DRC Ebola outbreak continues to spread undetected as cases surge
With 1,792 confirmed cases and silent transmission in Ituri province, the DRC outbreak is outpacing containment efforts. Clinical trials for two antivirals have begun.
The ongoing emergency, caused by the Bundibugyo virus, was first declared in mid-May 2026. Data current as of 9 July 2026 indicates 1,792 confirmed cases and 625 deaths in the DRC.
The outbreak is exhibiting rapid growth, with officials noting that the virus is outpacing the current containment response. According to modelling and test-positivity rates cited by the World Health Organization (WHO), the actual number of cases could be two to four times higher than the confirmed count. A major indicator of this silent spread is that 80% of new patients in Ituri province — the epicenter of the crisis — do not appear on existing contact lists.
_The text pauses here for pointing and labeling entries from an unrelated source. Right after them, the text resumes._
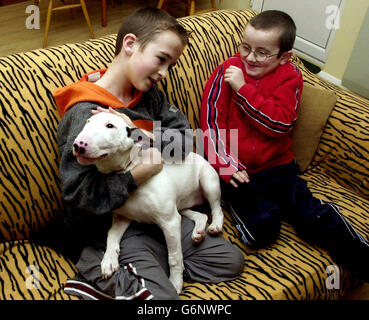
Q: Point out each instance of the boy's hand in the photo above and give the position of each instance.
(239, 177)
(234, 77)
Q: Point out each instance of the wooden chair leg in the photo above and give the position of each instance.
(84, 9)
(160, 4)
(48, 19)
(192, 7)
(103, 13)
(213, 5)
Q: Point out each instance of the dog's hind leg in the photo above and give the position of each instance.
(110, 261)
(210, 185)
(200, 220)
(172, 232)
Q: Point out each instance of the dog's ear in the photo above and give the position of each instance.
(129, 131)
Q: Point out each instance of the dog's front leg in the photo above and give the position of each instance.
(110, 261)
(172, 233)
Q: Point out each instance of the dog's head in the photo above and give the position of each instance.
(104, 137)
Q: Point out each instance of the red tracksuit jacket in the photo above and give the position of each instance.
(263, 112)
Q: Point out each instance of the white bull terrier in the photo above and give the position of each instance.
(105, 142)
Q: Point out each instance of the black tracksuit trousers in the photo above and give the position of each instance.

The intensity of the transmission is particularly visible in Bunia, the capital of Ituri province, where roughly one in two patients tested for the virus returns a positive result. While this strain of Ebola may cause milder symptoms than other known types, health officials caution that this characteristic is deceptive. It may reduce risk perception among local communities, leading families to care for their loved ones at home. This practice keeps the virus circulating in the population longer; an analysis of the initial 400 deaths found that 70% occurred outside of professional treatment centers.
The human cost of the response has been steep. At least 112 healthcare workers have contracted the virus, with 32 deaths recorded among them. Challenges in the field are manifold, ranging from armed conflict involving rebel groups to community mistrust. In some areas, responders have faced additional hurdles, including a strike by healthcare workers protesting unpaid benefits and poor working conditions. While many workers have returned to their posts, some remain dissatisfied.
Logistical and social complexities continue to hamper efforts. In the mining town of Mongbwalu, infected individuals have reportedly traveled while ill rather than seeking local care, further dispersing the virus. Meanwhile, treatment facilities in some areas are operating at 90% capacity. To address the surveillance gaps, authorities have begun training 21,000 community health workers to conduct house-to-house visits to identify suspected cases.
The outbreak has crossed international borders, with Uganda reporting 20 confirmed cases and two deaths. While Uganda has officially closed its border with the DRC, authorities acknowledge the difficulty of restricting movement across the 500-mile stretch. Families on both sides of the frontier share strong cultural and linguistic ties, often utilizing informal crossing points that render strict containment difficult. However, no new cases have been reported in Uganda since 21 June 2026. Imported cases have also been documented in France and Germany, involving individuals who traveled from the affected regions in the DRC.
Because there is currently no licensed vaccine or proven cure for the Bundibugyo strain, clinical trials for two antiviral candidates, MBP134 and remdesivir, have commenced in the DRC. Investigators aim to eventually scale these trials to 10 sites to determine the efficacy of the treatments. As the health response continues, the WHO is expected to publish its next update on the situation on 13 July 2026.